You are viewing a plain text version of this content. The canonical link for it is here.
Posted to users@subversion.apache.org by BD <cc...@gmail.com> on 2010/05/07 15:26:40 UTC

Active-Active Clustering with Subversion

Hi All,

I'm starting a new project to consolidate all svn repos across our company
into a single instance. Originally we looked at doing a active-passive
cluster, but after looking at the loads on the current individual svn repos,
we are thinking that an active-active cluster would be preferable.

My question is, is it possible/safe to have two apache/svn nodes accessing
the same repo on the same storage system, shared out via nfs v3? Of course
the repo DB will formated with type FSFS, but we are concerned about data
corruption with multiple nodes doing commits to the same repo. Does anyone
have any experience using svn in this or a similar configuration?

Thanks
B

Re: Active-Active Clustering with Subversion

Posted by km...@rockwellcollins.com.
BD <cc...@gmail.com> wrote on 05/10/2010 09:52:39 AM:
> Thats a very interesting way of looking at this problem. It does 
> make sense that multiple commit processes coming from the same 
> machine really wouldnt be that different from the question I was 
> asking. I guess from here I'll have to do some testing somehow, with
> nfs in the mix and see if I can purposly corrupt data by running 
> many commit requests from two separate apache nodes. But if what 
> your saying is right, it sounds like i shouldnt have much in the way
> of problems.

Not to get offtrack again, but have you ever thought of just using
more cores/cpus in one physical server instead of multiple physical
servers?  Yes, you lose hardware failover, but you do not risk any
potential bizarre data corruption issues caused by multiple writers
on NFS.

I have seen near saturation on dual 1Gb network links on a dual
cpu/dual core svn server without using NFS for storage.  (Disk
I/O is on a separate SAN fiber network.)  I would hate to go
back to network based Disk I/O...

Kevin R.

Re: Active-Active Clustering with Subversion

Posted by BD <cc...@gmail.com>.
Thanks Hyrum,

Thats a very interesting way of looking at this problem. It does make sense
that multiple commit processes coming from the same machine really wouldnt
be that different from the question I was asking. I guess from here I'll
have to do some testing somehow, with nfs in the mix and see if I can
purposly corrupt data by running many commit requests from two separate
apache nodes.
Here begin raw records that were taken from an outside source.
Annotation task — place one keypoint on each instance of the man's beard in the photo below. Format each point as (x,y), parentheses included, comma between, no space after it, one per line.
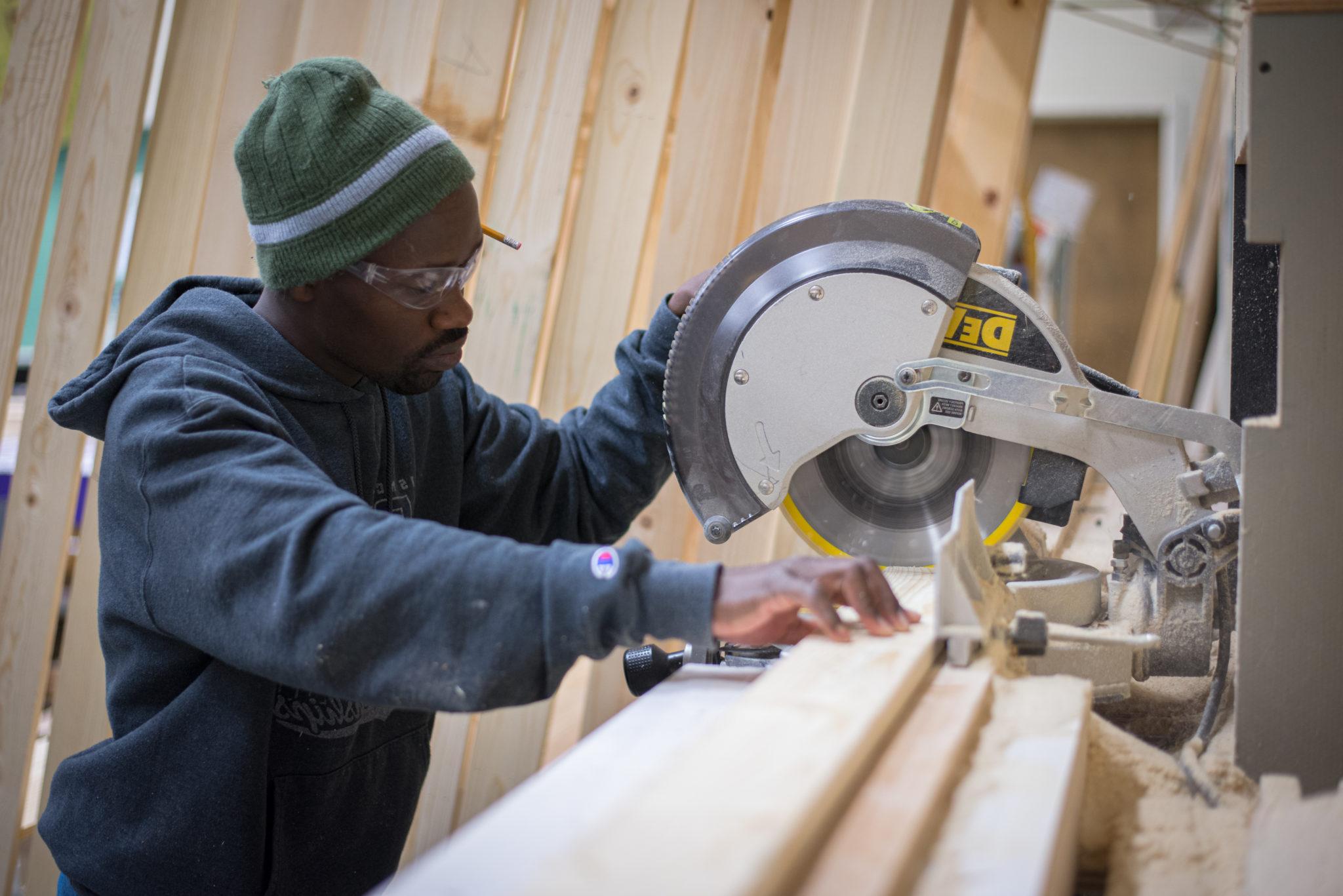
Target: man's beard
(414,379)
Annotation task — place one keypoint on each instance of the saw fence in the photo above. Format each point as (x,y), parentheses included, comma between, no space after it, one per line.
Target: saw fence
(628,144)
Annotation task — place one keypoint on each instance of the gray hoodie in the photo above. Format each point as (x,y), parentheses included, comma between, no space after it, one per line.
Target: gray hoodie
(297,573)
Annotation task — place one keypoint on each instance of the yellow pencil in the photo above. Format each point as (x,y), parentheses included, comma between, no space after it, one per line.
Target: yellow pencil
(507,241)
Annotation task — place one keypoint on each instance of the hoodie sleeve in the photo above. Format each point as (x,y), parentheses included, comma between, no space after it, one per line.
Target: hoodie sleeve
(257,558)
(584,477)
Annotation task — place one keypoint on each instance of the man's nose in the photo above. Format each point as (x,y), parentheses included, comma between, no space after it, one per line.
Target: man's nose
(454,311)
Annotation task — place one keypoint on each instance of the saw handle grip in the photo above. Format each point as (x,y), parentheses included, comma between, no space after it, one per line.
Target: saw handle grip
(648,665)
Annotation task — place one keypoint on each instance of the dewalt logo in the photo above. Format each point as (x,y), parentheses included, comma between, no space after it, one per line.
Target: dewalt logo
(981,330)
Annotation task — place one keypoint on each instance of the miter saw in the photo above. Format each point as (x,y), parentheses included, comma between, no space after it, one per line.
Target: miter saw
(853,367)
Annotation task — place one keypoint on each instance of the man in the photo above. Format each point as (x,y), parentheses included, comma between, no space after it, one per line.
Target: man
(317,528)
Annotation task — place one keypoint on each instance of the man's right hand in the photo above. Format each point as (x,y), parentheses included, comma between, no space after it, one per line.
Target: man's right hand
(759,605)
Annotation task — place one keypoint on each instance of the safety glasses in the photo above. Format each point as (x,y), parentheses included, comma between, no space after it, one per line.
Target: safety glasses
(415,288)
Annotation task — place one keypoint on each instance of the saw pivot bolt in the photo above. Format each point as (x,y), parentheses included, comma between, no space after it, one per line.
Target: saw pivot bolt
(717,530)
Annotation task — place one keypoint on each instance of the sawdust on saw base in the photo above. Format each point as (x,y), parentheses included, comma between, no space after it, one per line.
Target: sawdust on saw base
(1148,832)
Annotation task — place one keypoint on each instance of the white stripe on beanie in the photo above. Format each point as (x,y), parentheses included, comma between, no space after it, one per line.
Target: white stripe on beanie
(352,195)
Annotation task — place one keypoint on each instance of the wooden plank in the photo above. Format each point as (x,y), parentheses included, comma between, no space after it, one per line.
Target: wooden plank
(1014,817)
(750,804)
(33,105)
(984,149)
(1152,355)
(1198,266)
(536,821)
(616,212)
(473,52)
(708,167)
(332,29)
(182,147)
(551,94)
(105,142)
(469,74)
(79,704)
(46,476)
(906,793)
(538,153)
(399,39)
(908,60)
(174,187)
(262,46)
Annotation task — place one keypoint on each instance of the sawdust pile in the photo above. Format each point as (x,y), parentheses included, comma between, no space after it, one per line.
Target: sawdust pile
(1149,832)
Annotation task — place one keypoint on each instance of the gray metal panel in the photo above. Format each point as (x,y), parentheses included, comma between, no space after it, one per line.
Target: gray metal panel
(1290,687)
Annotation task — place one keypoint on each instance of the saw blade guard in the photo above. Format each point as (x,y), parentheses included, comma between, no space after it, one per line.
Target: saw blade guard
(892,261)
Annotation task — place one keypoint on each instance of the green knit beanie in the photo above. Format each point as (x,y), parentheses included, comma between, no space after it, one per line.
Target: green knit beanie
(333,167)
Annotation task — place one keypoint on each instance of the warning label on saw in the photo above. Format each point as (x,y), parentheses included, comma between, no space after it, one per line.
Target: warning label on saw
(947,408)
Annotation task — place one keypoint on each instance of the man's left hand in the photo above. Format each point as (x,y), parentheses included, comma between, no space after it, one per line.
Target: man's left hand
(681,297)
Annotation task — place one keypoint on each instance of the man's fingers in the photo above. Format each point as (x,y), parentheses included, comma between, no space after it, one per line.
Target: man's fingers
(885,600)
(817,601)
(856,591)
(798,629)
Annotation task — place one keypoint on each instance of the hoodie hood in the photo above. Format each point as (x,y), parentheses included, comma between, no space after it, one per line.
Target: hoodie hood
(209,317)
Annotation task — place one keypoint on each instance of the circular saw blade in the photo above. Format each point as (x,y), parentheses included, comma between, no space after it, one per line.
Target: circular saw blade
(894,501)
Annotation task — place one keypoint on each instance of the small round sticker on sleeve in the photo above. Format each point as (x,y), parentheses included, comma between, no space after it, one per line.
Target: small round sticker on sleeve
(605,563)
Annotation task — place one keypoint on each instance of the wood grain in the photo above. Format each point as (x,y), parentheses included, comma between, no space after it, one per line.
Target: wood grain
(750,804)
(332,29)
(37,89)
(982,155)
(881,840)
(557,69)
(528,195)
(1013,821)
(616,211)
(908,60)
(262,46)
(1157,336)
(469,74)
(33,104)
(399,46)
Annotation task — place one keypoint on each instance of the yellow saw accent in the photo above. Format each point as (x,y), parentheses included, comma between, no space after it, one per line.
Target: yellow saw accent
(821,546)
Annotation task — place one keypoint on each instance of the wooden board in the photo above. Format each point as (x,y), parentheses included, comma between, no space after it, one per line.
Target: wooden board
(540,138)
(908,60)
(332,29)
(167,224)
(748,804)
(262,46)
(33,105)
(551,811)
(907,793)
(398,46)
(46,476)
(79,703)
(182,147)
(529,194)
(1155,339)
(616,211)
(470,73)
(980,166)
(1013,821)
(1112,261)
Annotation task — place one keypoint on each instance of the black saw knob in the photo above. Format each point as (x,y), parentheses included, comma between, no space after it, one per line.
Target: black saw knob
(648,665)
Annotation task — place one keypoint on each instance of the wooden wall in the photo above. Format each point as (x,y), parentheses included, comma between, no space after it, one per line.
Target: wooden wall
(628,144)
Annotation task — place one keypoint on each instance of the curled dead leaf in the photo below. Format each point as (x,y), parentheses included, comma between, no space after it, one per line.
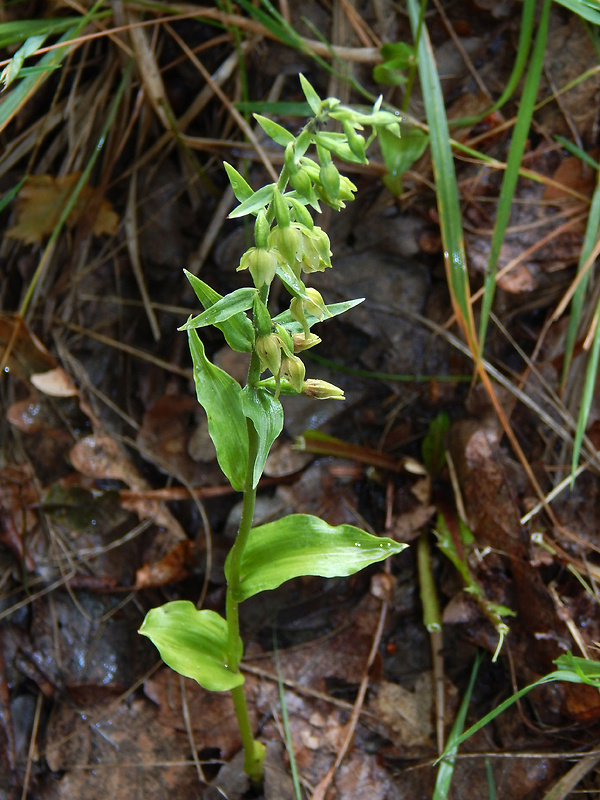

But if what your saying is right, it sounds like i shouldnt
have much in the way of problems.

Thanks again!
B

On Mon, May 10, 2010 at 5:03 AM, Hyrum K. Wright <
hyrum_wright@mail.utexas.edu> wrote:

>
>
> On Fri, May 7, 2010 at 8:08 PM, BD <cc...@gmail.com> wrote:
>
>>
>> So the question remains, taking physical restraints out of the question,
>> is there anyone out there who knows about managing the risks assocciated
>> with having two or more apache/svn nodes accessing repos that are stored on
>> a shared NFS storage system, with the SVN DBs using FSFS.
>
>
> I can't comment on your specific situation, but Subversion repositories are
> designed to be accessed by multiple concurrent processes, even if these
> processes are located on separate hosts.  When using a single instances
> of Apache, for example, multiple requests can often spawn multiple processes
> which all interact (correctly) with the Subversion repository.  In addition,
> the write-serialization window is relatively small, and writers do not block
> readers, so even during long-running parallel commits, read operations will
> still work as expected.
>
> Throwing NFS in the mix here may complicate things a bit, but probably not
> by much.
>
> -Hyrum
>

Re: Active-Active Clustering with Subversion

Posted by "Hyrum K. Wright" <hy...@mail.utexas.edu>.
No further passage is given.